Tens of thousands of people have joined the TUC union federation march in London for a “new deal for workers”.
Chants of, “Tory, Tory, Tory—out, out, out” rang out on the Embankment this morning as people gathered.
There was a deep sense of bitterness at more than seven years of Tory austerity and their contempt for working class people. Idris, a CWU union member from Mount Pleasant sorting office, told Socialist Worker, “The first thing we have to do is stop what’s going on now.
“The division between rich and poor is getting bigger. You had the Grenfell Tower fire happen almost a year ago. That wouldn’t have happened in a posh area of Kensington.”
Workers were angry at poverty pay, rising workloads and cuts to the public services they deliver.

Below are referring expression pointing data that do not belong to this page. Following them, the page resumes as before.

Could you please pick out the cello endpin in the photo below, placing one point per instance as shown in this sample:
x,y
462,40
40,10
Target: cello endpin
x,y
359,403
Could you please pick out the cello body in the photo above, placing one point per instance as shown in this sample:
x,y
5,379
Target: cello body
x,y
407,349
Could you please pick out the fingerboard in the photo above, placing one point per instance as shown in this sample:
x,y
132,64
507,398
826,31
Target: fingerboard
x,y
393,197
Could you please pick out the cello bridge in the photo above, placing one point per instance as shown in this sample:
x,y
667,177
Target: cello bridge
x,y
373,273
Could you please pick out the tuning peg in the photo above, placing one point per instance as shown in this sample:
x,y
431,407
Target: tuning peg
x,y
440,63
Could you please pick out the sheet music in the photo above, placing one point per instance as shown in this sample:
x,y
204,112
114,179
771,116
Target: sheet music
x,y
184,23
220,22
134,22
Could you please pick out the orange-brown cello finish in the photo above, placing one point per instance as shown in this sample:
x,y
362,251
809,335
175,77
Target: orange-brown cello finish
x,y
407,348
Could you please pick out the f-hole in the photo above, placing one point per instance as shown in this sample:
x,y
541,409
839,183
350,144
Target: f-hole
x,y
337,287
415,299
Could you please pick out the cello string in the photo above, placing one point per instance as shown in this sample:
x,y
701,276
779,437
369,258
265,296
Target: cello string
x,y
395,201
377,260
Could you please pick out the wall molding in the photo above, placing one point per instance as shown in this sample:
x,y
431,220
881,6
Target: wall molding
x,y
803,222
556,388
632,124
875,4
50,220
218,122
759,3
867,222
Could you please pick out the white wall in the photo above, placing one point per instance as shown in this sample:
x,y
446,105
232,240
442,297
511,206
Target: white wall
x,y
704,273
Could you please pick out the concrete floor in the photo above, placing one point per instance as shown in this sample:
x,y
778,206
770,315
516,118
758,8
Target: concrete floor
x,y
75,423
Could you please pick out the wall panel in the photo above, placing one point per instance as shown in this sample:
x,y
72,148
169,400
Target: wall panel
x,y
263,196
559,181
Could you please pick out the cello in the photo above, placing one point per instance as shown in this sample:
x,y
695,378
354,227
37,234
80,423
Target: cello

Rachel, a Unison union member and hospital worker, had come as part of a delegation from Bedford. “They just keep cutting everything in the service,” she told Socialist Worker. “It’s too much and we can’t take anymore.
“You’ve got accident and emergency units at bursting point, staff are trying but finding it hard.
“I don’t think Theresa May thinks about anything that’s good for anyone.”
A big issue across the different sections of the march was poverty pay. It’s been caused by the Tories’ public sector pay cap, which has seen health workers lose around 14 percent in since the got into office in 2010.
As Rachel said, “Everything is going up—apart from our pay.”
Karen and Sheila, PCS union members working for HM Revenue and Customs in South Wales, echoed the anger around pay. “I’m marching because I want a pay rise,” Karen told Socialist Worker. “Paying for anything extra, like going out, is a big thing.”
Sheila agreed. “We’ve had ten years of pay cuts and workers are shattered”, she told Socialist Worker. “There’s a lot about how great productivity is—but we never get anything.”
TUC general secretary Frances O’Grady said before the march that workers have had enough. “There is a new mood in the country,” she said. “People are demanding a new deal.”
CWU general secretary Dave Ward said, “This is the start of a serious challenge for a new deal for all workers.
While there’s a lot of workers’ anger over pay, union leaders have not matched that with the sort of action that’s needed to win a real pay rise. Karen said, “The worst thing union leaders can do right now is to settle, they should be continually pushing for strikes.
“I’m not saying getting a pay rise is easy but without strikes you won’t get anywhere—and we can win it.”
Labour Party leader Jeremy Corbyn is due to speak at the rally in Hyde Park later this afternoon.
There was a sense of optimism that a Corbyn-led government would stop the Tory assaults—but many on the march didn’t see what could be done until the next election.
Ebrahim, a Unite union member, pointed out that the Tory government is in “chaos”. “The policies that they’re pursuing will lead to massive job cuts,” he told Socialist Worker.
“We need to change the government, but the next general election is not soon.”
Idris said unions should keep the pressure up before a general election. “You’ve got to keep your campaigns running,” he said. “The general election isn’t the only thing that determines what the government does.”
The Tories are weak and divided—and a serious fight could push them out.